Bonne nouvelle, le taux est nettement moins élevé chez les jeunes générations. L’amélioration du niveau d’études des femmes, le déplacement des zones rurales vers les zones urbaines et un statut socio-économique amélioré sont parmi les arguments avancés pour le justifier. Autre point positif: davantage de couples consanguins demandent un conseil prénuptial sur les risques de maladies génétiques que leurs enfants peuvent contracter. D’autres études révèlent des détails sociodémographiques considérables à prendre en considération.
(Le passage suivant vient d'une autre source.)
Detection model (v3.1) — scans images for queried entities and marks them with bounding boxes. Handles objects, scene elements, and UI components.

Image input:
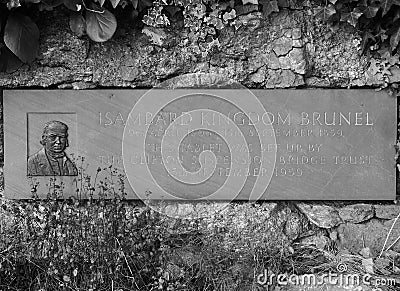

C’est le cas de la dernière étude menée sur la consanguinité au Maroc, datant de 2007, et qui s’est focalisée sur les conséquences du phénomène sur la santé. Elle a porté sur 873 couples mariés entre 1940 et 1984, représentant trois générations, provenant de différentes régions où ils se sont installés après leur mariage.

Quid de la sensibilisation?
Les principales conclusions de cette étude révèlent que le mariage consanguin à l’époque avait peu diminué depuis les années 40 et qu’il était encore bien enraciné dans les traditions des Marocains. L’étude souligne par ailleurs que les mariages entre cousins germains ont relativement cédé la place aux mariages consanguins entre apparentés plus ou moins lointains, en forte augmentation. Sous un autre angle, l’étude a précisé dans quelles régions du pays prévalait le plus la consanguinité. Ainsi, 14,3% des cas étaient relevés dans la région de Béni Mellal, 33,3% dans le Sud, où la population est à dominante rurale.

De menus détails relatifs au statut social de ces ménages ont été apportés par une autre enquête datant de 1987. Un postulat concluant en ressort: la consanguinité est plus élevée là où le niveau d’instruction est faible. On se marie avec un proche afin de bénéficier du soutien de la famille.

Dans la récente étude de l’Institut national d’Hygiène, il s’avère que les tentatives pour décourager les couples de contracter ce type de mariage ont eu des résultats peu probants. Les actions publiques de sensibilisation ne sont pas suffisantes, négligeant le rôle des médias et notamment les médias audiovisuels (Télévision et radio). Toutefois, dans les zones rurales, notamment celles les plus reculées, l’information circule peu.

Khadija a abandonné l’école très petite, au primaire. Sauf écrire son nom et signer les correspondances qu’elle reçoit, elle est presque analphabète. Ce n’est qu’après coup qu’elle a compris, à travers les médecins de l’hôpital Sidi Othmane, pourquoi sa fille est née handicapée. Trop tard. Oui, mais d’autres femmes comme Khadija n’en possèdent pas la faculté pour comprendre le rapport entre le mariage entre cousins germains et une progéniture handicapée.

Progéniture à risque
Si se marier entre cousins est largement mal vu et est parfois perçu comme inceste en Europe, dans le Maghreb, au Maroc particulièrement, il est souvent difficile, très difficile même de convaincre un couple de cousins de renoncer à leur décision de mariage même en présence de risque de maladies génétiques qui peuvent apparaître chez les enfants issus de ce couple consanguin ou d’antécédents de maladie génétique qui circule au sein d’une même famille. La sensibilisation se heurte des fois à l’opiniâtreté du jeune couple, même après des analyses de sang confirmant le risque d’avoir à l’avenir des enfants malades.

Difficile de convaincre un couple de cousins germains de ne pas se marier, sinon de ne pas enfanter étant donné le danger d’avoir une progéniture à risque congénital. Pire, même si le risque se révèle élevé lors de la grossesse, difficile aussi de pousser le couple à prendre la décision d’une interruption volontaire de grossesse (IVG) en raison des tabous ou des interdits religieux...

Somme toute, la sensibilisation doit être faite en amont, dans les zones rurales beaucoup plus. D’où l’urgence de mettre en place un plan de communication destiné à la population générale et particulièrement rurale ainsi que les professionnels de la santé sur les conséquences de la consanguinité sur les enfants des couples consanguins. Il faut bien prévenir quand on ne peut pas guérir.